Ante las duras críticas de la oposición, lanzadas con especial indignación desde las filas de Izquierda Unida, Salgado ha replicado que «ustedes los comunistas son buena gente pero tienen que entender que ser español no sale gratis». Cuando la ministra ha insinuado que podría despedirse «a los que acaban de llegar, como suele ocurrir en las grandes empresas», la portavoz de los populares Soraya Sáenz de Santamaría ha preguntado si «la intención del Gobierno es dejar el país sin ‘bebesitos’ sólo porque el despido sale más barato». Salgado ha aclarado que «a mí los bebés me gustan mucho» y ha enseñado una fotografía de cuando su hija tenía tres años. Tras contar algunas anécdotas sobre lo difícil que fue el periodo de lactancia, ha retomado la cuestión de los despidos para reconocer que «los bebés seguirán siendo monos aunque ya no sean españoles, pero ya veremos a quién despedimos, no adelantemos acontecimientos». Sáenz de Santamaría ha insistido en que «medidas como ésta pueden fomentar un abrupto descenso de la natalidad en España», pero la ministra ha asegurado que esta teoría es falsa porque siempre habrá mujeres que se queden embarazadas «porque a todo el mundo le gusta el mambo, tú ya me entiendes».

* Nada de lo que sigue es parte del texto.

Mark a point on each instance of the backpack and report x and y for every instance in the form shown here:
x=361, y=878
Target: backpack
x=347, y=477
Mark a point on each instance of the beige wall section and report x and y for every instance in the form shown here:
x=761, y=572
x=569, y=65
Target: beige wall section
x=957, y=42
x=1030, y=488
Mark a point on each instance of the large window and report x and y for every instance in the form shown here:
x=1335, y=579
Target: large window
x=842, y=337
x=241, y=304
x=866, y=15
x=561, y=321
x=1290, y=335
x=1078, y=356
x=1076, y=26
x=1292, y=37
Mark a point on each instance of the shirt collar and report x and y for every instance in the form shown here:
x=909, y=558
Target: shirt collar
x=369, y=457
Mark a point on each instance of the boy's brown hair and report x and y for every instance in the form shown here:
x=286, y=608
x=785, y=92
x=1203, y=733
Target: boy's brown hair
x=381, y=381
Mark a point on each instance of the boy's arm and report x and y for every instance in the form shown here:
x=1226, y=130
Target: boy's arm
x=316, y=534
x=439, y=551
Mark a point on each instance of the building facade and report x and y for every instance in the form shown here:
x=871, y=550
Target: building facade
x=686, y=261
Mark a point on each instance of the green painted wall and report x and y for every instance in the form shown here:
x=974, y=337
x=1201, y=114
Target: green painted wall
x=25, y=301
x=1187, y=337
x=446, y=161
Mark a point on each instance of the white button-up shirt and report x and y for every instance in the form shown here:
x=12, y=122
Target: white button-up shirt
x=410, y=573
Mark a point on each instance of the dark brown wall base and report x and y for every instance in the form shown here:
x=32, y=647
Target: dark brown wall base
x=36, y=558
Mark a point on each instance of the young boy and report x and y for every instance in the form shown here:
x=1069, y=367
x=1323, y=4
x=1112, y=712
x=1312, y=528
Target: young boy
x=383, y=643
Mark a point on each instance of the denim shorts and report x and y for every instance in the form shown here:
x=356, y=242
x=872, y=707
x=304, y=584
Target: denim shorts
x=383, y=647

Los calvos y los que pronuncian mal las eses, en el punto de mira.

Aunque la vicepresidenta segunda ha precisado que se creará un comité de recursos humanos para llevar adelante los despidos «con la toda la sensibilidad posible», ha planteado la posibilidad de «cuestionar la permanencia en España de tantos calvos y de gente que hace cosas tontas como pronunciar mal las eses, a no ser que quieran pagar una cuota que nos compense a todos». Mariano Rajoy ha afirmado que «esto de las eses es especialmente cruel y gratuito» y ha preguntado si «los socialistas piensan ahora que hay que recuperar prácticas filonazis como la eugenesia». Salgado, visiblemente molesta, ha asegurado que «no se trata de si se llaman Eugenia o Pepito, despediremos a quien tengamos que despedir se llame como se llame».